First and foremost, I don’t think that porn needs to set an example. It’s not an educational video. For me, personally, as somebody who is openly HIV-positive, I am informed about my decisions, I communicate with my partner about my status and I think in that aspect I am being responsible in the choices that I make for myself.

The studios that I work with, even though they don’t test and are bareback, they talk to the models. They usually sero-sort. If it’s a positive-negative model pairing, both models are aware; usually the positive model is undetectable, which lowers transmission risk.
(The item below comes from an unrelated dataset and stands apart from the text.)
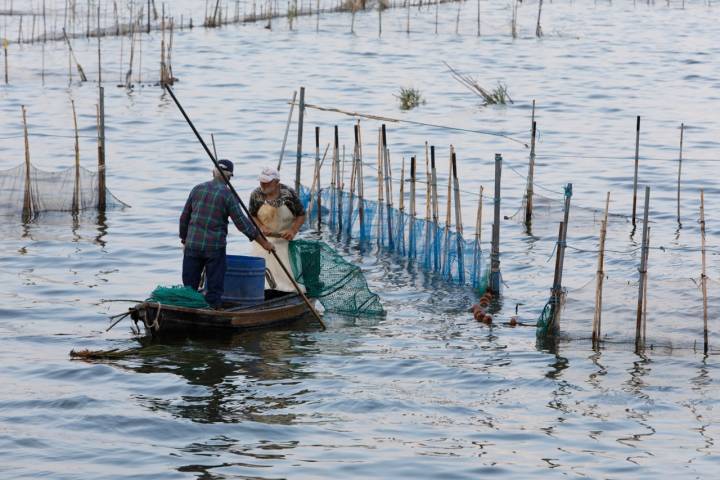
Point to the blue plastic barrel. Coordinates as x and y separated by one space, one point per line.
244 280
You primarily shoot without condoms.

I do both, but I would say the majority of the work I do is without condoms.

And you work with models that are HIV-negative.

I’ve worked with HIV-negatives both on the bareback side and the condom side.

The film seems to fetishize HIV, maybe even the risk of transmission. Why might that be a sexy thing for some gay men?

That is a difficult question, because I don’t want to speak for everybody. The only thing I can think of is that, perhaps, somebody who is negative would engage in bareback sex and then always have a fear about contracting and perhaps they think if they’re already positive, that fear would not be there anymore. That thinking seems to be a little outdated, because if they’re able to get on PrEP they would be able to do the same thing and protect themselves.